En pratique la doctrine dénonce de manière générale une imprécision des textes législatifs pénaux imputable à ce qu’elle nomme une « overdose législative »3[3]. Ex : les circonstances aggravantes de réunion et de bande organisée.
- 3[3] Expression de Mr Debove. L’Etat de droit suppose le respect du principe de sécurité juridique, lequel exige une certaine stabilité des lois et des situations qu’elles définissent. En même temps qu’elle constitue une inquiétante dérive par rapport à la conception classique du principe de légalité criminelle, la production normative, frénétique et exponentielle, apparaît par un étrange paradoxe comme une source d’indulgence pour l’homme en procès. Dans le prolongement de Montesquieu, Beccaria écrivait que « seules les lois peuvent déterminer les peines et les délits et que ce pouvoir ne peut résider qu’en la personne du législateur qui représente toute la société unie par un contrat social ». Si la légalité criminelle peut être dans certains cas synonyme de simple textualité, encore faut-il que le texte normateur satisfasse à certaines conditions dégagées par la jurisprudence. Le principe de sécurité juridique commande que la loi pénale présente certaines qualités (clarté, précision, prévisibilité, accessibilité, intelligibilité). «L’effervescence normative » actuelle est difficilement conciliable avec le respect de ces exigences matérielles. En ne distinguant plus l’accessoire del’essentiel, le perfectionnisme affaiblit la clarté, la concision et au final la solennité qui devraient caractériser toute réforme. L’actuelle « boulimie législative » et les malfaçons qui l’accompagnent accentuent sensiblement les pouvoirs du juge, érigé en bras armé d’une loi omniprésente.

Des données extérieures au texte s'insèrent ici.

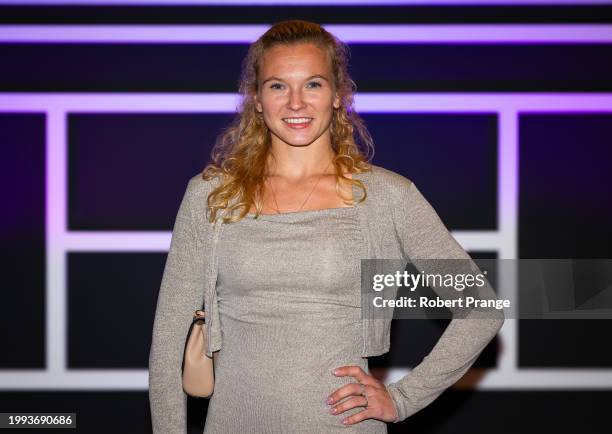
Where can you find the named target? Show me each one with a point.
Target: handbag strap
(199, 315)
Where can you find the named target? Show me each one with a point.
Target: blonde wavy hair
(240, 152)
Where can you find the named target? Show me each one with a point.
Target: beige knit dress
(289, 316)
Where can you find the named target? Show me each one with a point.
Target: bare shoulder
(200, 187)
(390, 180)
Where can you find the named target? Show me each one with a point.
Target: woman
(271, 235)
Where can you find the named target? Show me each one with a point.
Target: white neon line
(56, 200)
(490, 103)
(81, 241)
(137, 379)
(478, 240)
(350, 33)
(305, 2)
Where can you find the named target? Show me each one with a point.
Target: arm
(181, 293)
(424, 236)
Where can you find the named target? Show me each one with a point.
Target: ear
(258, 106)
(336, 102)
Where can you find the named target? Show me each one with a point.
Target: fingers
(357, 401)
(355, 371)
(347, 390)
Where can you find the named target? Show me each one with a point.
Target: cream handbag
(198, 372)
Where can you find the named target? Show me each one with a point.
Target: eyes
(310, 85)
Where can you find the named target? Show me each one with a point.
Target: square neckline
(313, 211)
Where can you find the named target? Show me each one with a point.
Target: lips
(297, 123)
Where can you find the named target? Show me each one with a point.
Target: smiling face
(296, 94)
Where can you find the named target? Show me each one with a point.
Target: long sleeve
(180, 294)
(424, 237)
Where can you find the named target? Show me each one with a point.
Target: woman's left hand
(366, 392)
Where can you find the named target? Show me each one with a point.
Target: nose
(295, 100)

2. Déclin imputable au juge
Admission de l’analogie in favorem par le juge pénal. Tolérance selon laquelle le juge accepte de raisonner par analogie lorsque s’opère dans le sens favorable au prévenu. Ex : consécration de la légitime défense des biens.La manière dont le juge adapte le texte législatif aux évolutions technologiques alors que ces textes ont été écrits au moment où l’évolution technologique n’existait pas encore. Ex : crim 03.08.1912 l’électricité est une chose susceptible de vol. Certaines interprétations sont dénoncées par la doctrine comme contra legem. Ex : la jurisprudence relative à la prescription de l’ABS.